Background: Race/ethnicity is often missing on a substantial proportion of patients due to challenges with data collection. Gold standard imputation approaches rely on identifiable information, including names and addresses, that are not readily available in many research databases. Using electronic health record data from NYU Langone Health and the INSIGHT Clinical Research Network, we compared methods to assess whether anonymized variables are sufficient for the imputation of race/ethnicity.

Methods: We first conducted simulation analyses under different missing data mechanisms to compare the performance of Bayesian Improved Surname Geocoding (BISG), single imputation with neighborhood majority, random forest imputation, and multiple imputation with chained equations (MICE). Performance was measured compared to self-reported race/ethnicity using sensitivity, positive predictive value, and overall accuracy, and agreement was measured with Cohen’s kappa (κ). We then applied these methods to impute race/ethnicity in two EHR-based data sources and compared chronic disease burden by race/ethnicity across imputation approaches.

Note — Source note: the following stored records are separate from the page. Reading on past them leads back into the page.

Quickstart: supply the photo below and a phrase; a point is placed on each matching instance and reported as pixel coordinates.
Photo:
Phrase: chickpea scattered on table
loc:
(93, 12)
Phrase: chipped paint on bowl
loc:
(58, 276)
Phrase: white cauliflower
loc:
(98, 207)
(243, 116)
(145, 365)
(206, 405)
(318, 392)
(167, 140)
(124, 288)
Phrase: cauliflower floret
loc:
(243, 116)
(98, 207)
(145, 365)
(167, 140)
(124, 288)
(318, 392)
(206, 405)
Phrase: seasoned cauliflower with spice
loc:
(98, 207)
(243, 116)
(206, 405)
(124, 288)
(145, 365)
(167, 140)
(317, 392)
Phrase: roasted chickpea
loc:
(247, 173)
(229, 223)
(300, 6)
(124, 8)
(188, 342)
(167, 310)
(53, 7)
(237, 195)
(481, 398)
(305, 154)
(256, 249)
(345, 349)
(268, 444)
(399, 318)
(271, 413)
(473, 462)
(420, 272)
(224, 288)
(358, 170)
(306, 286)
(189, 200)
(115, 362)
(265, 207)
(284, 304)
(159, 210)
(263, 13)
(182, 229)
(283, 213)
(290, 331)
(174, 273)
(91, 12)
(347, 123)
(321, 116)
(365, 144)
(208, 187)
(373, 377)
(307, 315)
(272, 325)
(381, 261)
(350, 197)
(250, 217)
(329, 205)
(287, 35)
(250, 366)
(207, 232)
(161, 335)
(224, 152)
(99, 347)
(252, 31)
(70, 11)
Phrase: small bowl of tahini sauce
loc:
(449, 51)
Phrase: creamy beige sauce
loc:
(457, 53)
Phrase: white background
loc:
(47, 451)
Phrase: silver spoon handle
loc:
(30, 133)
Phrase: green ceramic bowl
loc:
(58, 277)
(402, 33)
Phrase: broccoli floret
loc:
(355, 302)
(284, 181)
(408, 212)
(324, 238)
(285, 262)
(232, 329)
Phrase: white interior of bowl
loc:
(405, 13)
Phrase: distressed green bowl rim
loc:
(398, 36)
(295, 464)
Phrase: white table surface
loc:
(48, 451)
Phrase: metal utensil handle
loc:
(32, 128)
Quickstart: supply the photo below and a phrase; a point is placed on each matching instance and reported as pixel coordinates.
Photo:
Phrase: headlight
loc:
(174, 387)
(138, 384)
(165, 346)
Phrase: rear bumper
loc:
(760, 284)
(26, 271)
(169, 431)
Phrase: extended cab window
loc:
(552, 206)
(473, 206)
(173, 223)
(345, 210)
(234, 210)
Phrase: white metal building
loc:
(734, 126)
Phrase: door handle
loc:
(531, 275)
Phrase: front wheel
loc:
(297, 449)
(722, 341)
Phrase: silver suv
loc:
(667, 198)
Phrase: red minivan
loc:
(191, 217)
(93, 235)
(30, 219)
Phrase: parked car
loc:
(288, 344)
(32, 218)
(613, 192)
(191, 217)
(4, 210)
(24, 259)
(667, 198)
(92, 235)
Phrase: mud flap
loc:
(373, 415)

Results: Under simulation analyses, non-anonymized BISG imputation provided the most accurate classification of race/ethnicity, ranging from 66% to 73% across missing data mechanisms. Anonymized imputation methods were more sensitive to the missing data mechanism, with agreement dropping when race/ethnicity was missing not at random (MNAR) (κMICE=0.25, κsingle= 0.25, κrandom forest=0.33). When these methods were applied to the NYU and INSIGHT cohorts, racial/ethnic distributions and chronic disease burden were consistent across all imputation methods.

Conclusions: BISG imputation may provide a more accurate racial/ethnic classification than single or multiple imputation using anonymized covariates, particularly if the missing data mechanism is MNAR. Descriptive studies of disease burden may not be sensitive to methods for imputing missing data.